Sebold didn’t respond, instead, she “looked directly at him. Knew his face had been the face over me in the tunnel,” she wrote.
In “Lucky,” she notes that she failed to identify Broadwater in a police lineup, picking a different man as her assailant because “the expression in his eyes told me that if we were alone, if there were no wall between us, he would call me by name and then kill me.”
Sebold said she was informed that the man she picked in the lineup looked “almost identical” to the man she’d previously identified as her attacker but according to a New York Times report, she was told the men were friends who’d conspired to confuse her.
Sebold said she imagined that during the trial, the defense would be “a panicked white girl saw a black man on the street. He spoke familiarly to her and in her mind she connected this to her rape. She was accusing the wrong man.”
Broadwater, now 61, was 20 years old when he was arrested and charged with forcible rape because police claimed he was in the area at the time. Sebold writes that she testified against him at trial. Additionally, microscopic hair analysis (now considered junk science by the U.S. Department of Justice, per the report) linked him to the assault.
“Sprinkle some junk science onto a faulty identification, and it’s the perfect recipe for a wrongful conviction,” Broadwater’s attorney David Hammond told the Post-Standard.
Broadwater spent more than 16 years in state prison before being released in 1999. He has since remained on the state’s public sex offender registry.
Sebold’s book “Lucky” led to a re-examination of Broadwater’s case after a Netflix producer hired to turn the book into a movie took a closer look at the case and started to believe in his innocence. This led to a private investigator and the Syracuse-based firm CDH Law getting involved.
“I started having some doubts, not about the story that Alice told about her assault, which was tragic, but the second part of her book about the trial, which didn’t hang together,” said executive producer Timothy Mucciante, who left the Netflix project in June due to his doubts about the way the story was being told, per the Times.

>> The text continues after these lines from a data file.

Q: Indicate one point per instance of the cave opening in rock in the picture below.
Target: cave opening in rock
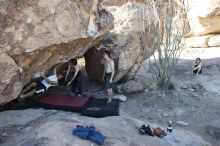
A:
(93, 70)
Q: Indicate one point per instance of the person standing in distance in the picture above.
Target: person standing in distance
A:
(109, 71)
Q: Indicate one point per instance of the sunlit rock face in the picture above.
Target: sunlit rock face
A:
(131, 41)
(36, 34)
(204, 21)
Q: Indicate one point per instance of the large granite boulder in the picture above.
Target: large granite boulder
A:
(130, 42)
(36, 34)
(203, 17)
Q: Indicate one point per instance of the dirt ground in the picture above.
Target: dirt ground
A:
(195, 101)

This paved the way for Broadwater’s conviction being overturned after Hammond and defense attorney Melissa Swartz exposed flaws at the original trial. As part of their efforts, he’ll also be removed from the sex offender registry.
“I never, ever, ever thought I would see the day that I would be exonerated,” Broadwater said after his court appearance in Syracuse on Monday, the Post-Standard of Syracuse reported.

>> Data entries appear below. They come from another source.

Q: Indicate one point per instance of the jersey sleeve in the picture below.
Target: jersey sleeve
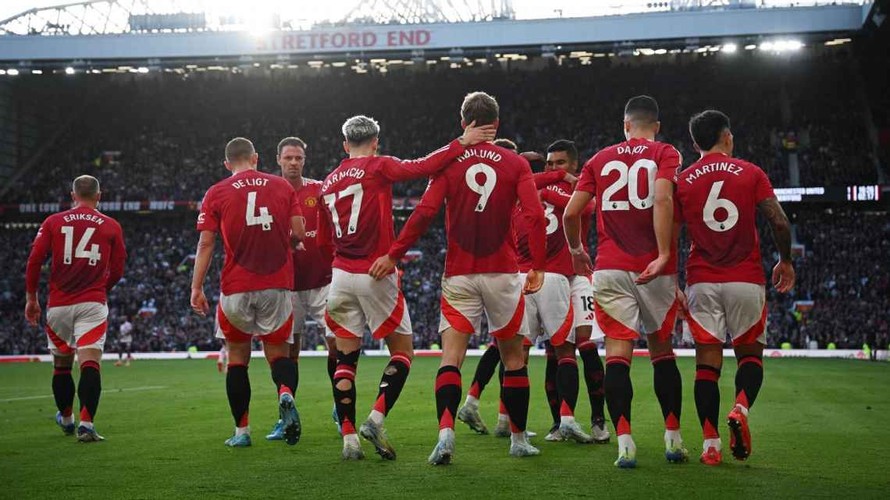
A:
(118, 259)
(421, 218)
(587, 181)
(533, 214)
(668, 164)
(763, 188)
(396, 170)
(544, 179)
(40, 249)
(208, 218)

“I’ve been crying tears of joy and relief the last couple of days,” he told Associated Press on Tuesday. “I’m so elated, the cold can’t even keep me cold.”
Per the report, the DA apologized privately to Broadwater before the court hearing on Monday.

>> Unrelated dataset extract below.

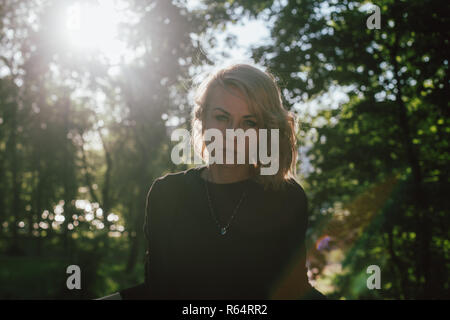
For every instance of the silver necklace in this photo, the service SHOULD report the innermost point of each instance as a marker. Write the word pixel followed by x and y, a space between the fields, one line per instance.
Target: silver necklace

“When he spoke to me about the wrong that was done to me, I couldn’t help but cry,” Broadwater said. “The relief that a district attorney of that magnitude would side with me in this case, it’s so profound, I don’t know what to say.”
Sebold’s memoir was set to be turned into a movie starring Victoria Pedretti as Sebold. However, amid news of Broadwater’s exoneration, it is unclear if the project is still in the works.
Sebold issued a terse “No comment” through her publisher, Scribner, when asked by The New York Times to respond to Broadwater’s exoneration. The publisher says they have no plans to update the memoir in light of the new information.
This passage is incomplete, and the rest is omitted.